Un pari sur la capacité de l’administration publique, au niveau central mais surtout local, à se transformer et à retrouver de l’efficacité dans la gestion des ressources publiques, tant européennes que nationales. C’est le principal message que l’on peut tirer des propos de la commissaire européenne aux politiques régionales et aux réformes, Elisa Ferreira, et de la ministre du Sud, Mara Carfagna, à l’occasion de la signature, à Rome, de l’accord de partenariat entre le gouvernement italien et la Commission européenne pour la gestion des fonds structurels 2021-2027. Cela représente plus de 75 milliards d’euros, dont environ 43 milliards de la contribution européenne et le reste du cofinancement national.

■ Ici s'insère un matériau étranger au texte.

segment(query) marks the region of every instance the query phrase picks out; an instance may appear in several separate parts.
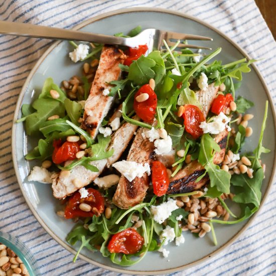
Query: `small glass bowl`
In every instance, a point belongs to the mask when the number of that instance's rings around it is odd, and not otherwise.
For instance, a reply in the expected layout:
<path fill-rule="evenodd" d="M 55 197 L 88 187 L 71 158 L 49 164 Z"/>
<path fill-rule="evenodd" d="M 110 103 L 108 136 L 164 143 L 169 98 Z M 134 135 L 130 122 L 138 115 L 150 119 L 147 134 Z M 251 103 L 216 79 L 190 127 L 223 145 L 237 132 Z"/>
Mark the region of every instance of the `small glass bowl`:
<path fill-rule="evenodd" d="M 30 276 L 41 276 L 36 260 L 24 243 L 10 234 L 1 231 L 0 242 L 11 249 L 21 259 Z"/>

Des dizaines de milliards de plus que dans le programme 2014-2020, notamment grâce à l’adjonction du fonds React-Eu, qui sera réparti sur 48 programmes opérationnels.
« Certains d’entre eux sont déjà examinés par la commission – a rappelé Ferreira – mais nous devons resserrer les délais. Nous espérons qu’ils seront tous approuvés d’ici la fin de l’année ». Si cela ne se produit pas, la nouvelle programmation partira du mauvais pied et les ressources des programmes en retard seront réduites. “Ajoutés aux ressources du PNR – a souligné le commissaire – ils portent les investissements européens totaux en Italie à cinq fois ceux des années précédentes”.
Le commissaire a “félicité” l’Italie pour la décision d’augmenter l’engagement sur la capacité administrative, l’un des points les plus discutés de l’accord au cours des six mois de confrontation, parfois complexe, avec des retards relatifs, entre le Département des politiques de cohésion à Rome et la Dg Regio à Bruxelles. Mais il a exhorté le gouvernement à faire plus. « Nous devons renforcer la capacité administrative, nous devons accélérer dans cette direction. Nous devons mobiliser toutes les meilleures énergies du pays, qui sont nombreuses. Et mes pensées vont avant tout aux jeunes », a déclaré le commissaire. Près de 1,3 milliard d’euros sont destinés au programme national Capacités de cohésion. “C’est une décision symbolique qui indique cependant un changement substantiel d’attitude.” Ce n’est donc pas un hasard si, avant la cérémonie de signature de l’Accord, Ferreira a rencontré le ministre de l’Administration publique, Renato Brunetta, avec qui elle a discuté des réformes en cours au sein de l’AP.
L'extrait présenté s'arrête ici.